Teach sign language to yourself and your baby
I started signing with my baby when she was 6 months, and when she was 8 months old, she signed her first sentence; “Nursing. All done. Daddy.” In the months after, she would say her first words (Mama, Papa, balloon, ball) but she has a large vocabulary of signs (some only just resemble the ASL signs.) We have developed our own little language of adapted signs that make it so easy to communicate with each other. I can only imagine the number of tantrums we’ve avoided because she’s able to clearly tell me what she wants.
There are some great websites that offer video tutorials of everyday signs you can use with your baby.
If you’re like I was, you think co-sleeping is for crazy hippies who don’t want a marriage, and who over-indulge their baby’s every whim.

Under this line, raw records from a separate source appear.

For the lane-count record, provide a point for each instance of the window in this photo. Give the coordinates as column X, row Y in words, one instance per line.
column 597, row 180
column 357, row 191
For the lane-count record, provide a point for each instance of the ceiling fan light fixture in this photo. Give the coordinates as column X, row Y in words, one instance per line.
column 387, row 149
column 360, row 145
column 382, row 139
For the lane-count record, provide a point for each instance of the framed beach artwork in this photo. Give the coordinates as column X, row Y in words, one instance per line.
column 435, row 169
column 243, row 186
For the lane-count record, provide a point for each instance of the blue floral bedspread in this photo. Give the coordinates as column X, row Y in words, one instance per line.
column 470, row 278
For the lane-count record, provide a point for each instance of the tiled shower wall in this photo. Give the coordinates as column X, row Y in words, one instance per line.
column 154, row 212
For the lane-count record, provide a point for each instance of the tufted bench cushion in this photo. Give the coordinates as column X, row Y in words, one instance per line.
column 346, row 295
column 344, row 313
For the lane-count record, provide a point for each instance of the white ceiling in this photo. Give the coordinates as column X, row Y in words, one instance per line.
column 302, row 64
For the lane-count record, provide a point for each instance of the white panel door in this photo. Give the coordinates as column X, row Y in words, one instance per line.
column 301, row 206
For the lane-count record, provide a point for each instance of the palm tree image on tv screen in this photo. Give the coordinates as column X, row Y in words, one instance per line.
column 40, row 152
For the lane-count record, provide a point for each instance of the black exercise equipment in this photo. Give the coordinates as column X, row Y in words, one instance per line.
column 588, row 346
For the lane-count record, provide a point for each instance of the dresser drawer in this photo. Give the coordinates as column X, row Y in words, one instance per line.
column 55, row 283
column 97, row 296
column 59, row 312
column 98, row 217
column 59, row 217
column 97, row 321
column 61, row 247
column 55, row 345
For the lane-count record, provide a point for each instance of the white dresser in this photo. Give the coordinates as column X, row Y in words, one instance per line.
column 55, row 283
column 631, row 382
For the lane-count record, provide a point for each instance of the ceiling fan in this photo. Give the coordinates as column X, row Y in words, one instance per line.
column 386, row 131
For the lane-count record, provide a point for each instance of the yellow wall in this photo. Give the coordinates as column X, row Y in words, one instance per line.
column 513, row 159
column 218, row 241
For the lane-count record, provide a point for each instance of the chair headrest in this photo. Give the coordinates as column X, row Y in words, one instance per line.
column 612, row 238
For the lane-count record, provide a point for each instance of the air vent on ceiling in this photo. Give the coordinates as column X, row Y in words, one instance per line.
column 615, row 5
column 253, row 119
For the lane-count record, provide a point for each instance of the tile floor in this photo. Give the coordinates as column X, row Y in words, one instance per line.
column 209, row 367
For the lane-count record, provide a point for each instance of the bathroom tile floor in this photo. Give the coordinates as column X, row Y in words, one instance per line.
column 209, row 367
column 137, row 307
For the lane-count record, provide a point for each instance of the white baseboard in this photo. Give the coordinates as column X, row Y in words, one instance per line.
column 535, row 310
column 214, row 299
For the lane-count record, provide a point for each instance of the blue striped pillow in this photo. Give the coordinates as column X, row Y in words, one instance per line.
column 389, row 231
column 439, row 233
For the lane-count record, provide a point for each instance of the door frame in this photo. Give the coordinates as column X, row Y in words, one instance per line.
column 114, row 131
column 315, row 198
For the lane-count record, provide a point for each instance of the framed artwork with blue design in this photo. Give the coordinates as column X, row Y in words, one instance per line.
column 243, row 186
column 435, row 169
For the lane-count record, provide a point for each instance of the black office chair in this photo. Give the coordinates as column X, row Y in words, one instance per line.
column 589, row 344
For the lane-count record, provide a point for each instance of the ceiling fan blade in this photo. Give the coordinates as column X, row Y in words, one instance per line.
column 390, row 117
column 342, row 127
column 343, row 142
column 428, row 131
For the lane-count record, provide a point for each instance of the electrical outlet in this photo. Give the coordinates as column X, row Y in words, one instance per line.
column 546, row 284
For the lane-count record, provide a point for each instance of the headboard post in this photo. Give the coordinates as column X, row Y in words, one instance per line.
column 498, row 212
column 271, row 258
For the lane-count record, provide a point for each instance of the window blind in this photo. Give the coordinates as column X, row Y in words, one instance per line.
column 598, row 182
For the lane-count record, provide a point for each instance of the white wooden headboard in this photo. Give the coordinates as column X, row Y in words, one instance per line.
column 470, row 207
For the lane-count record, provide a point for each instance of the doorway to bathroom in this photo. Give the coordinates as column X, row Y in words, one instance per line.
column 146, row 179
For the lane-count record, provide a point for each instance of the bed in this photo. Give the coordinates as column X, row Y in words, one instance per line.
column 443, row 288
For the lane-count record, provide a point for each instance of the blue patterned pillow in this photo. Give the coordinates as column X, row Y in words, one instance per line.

Before I had my baby (and in her first 6 months of life,) every time I would come across the suggestion to co-sleep, I would roll my eyes and move on. I knew which method I would use to get my baby to sleep in her crib, and that’s where babies belonged, so that mama can get a good night’s sleep.
Then the “no-sleeping” phase began (see #3.) Out of necessity, I started bringing my daughter to sleep with us in our bed in the middle of the night. It was the only way I could get any sleep at all.
Then came the “you’re doing it wrong!” voice in my head. So I did some research.
It turns out there are massive neurological benefits to co-sleeping — it’s not just about emotional attachment and bonding (though, really, what’s wrong with that?)
And when it comes to the health of my marriage, let me just say – we can all stand to be a little more creative.
Walk your dog with your stroller before you have the baby
Yes, you’ll feel like a fool, with a massive pregnant belly and an empty stroller, but your little buddy has to know that the stroller comes before him, and trust me – you will need practice navigating the sidewalks with a dog that doesn’t want to mind you anymore in one hand, and a stroller with a screaming baby in the other.
Also, accept that your relationship with your dog will change. Your dog will probably change too. Roll with it, and if you can, hire a trainer to help with the “new issues” when they arise.
Forget those other babies; your baby will develop in his/her time
Mother Nature made it so that you believe your baby is the most important thing in your world. Everything about her is unique, including when she will get her first tooth, when she will sit up, when she will crawl, walk and sleep through the night. It doesn’t matter what your neighbor’s baby is doing. Enjoy every milestone as a tender bonding moment in your own little family without the pressure of measuring it against someone else.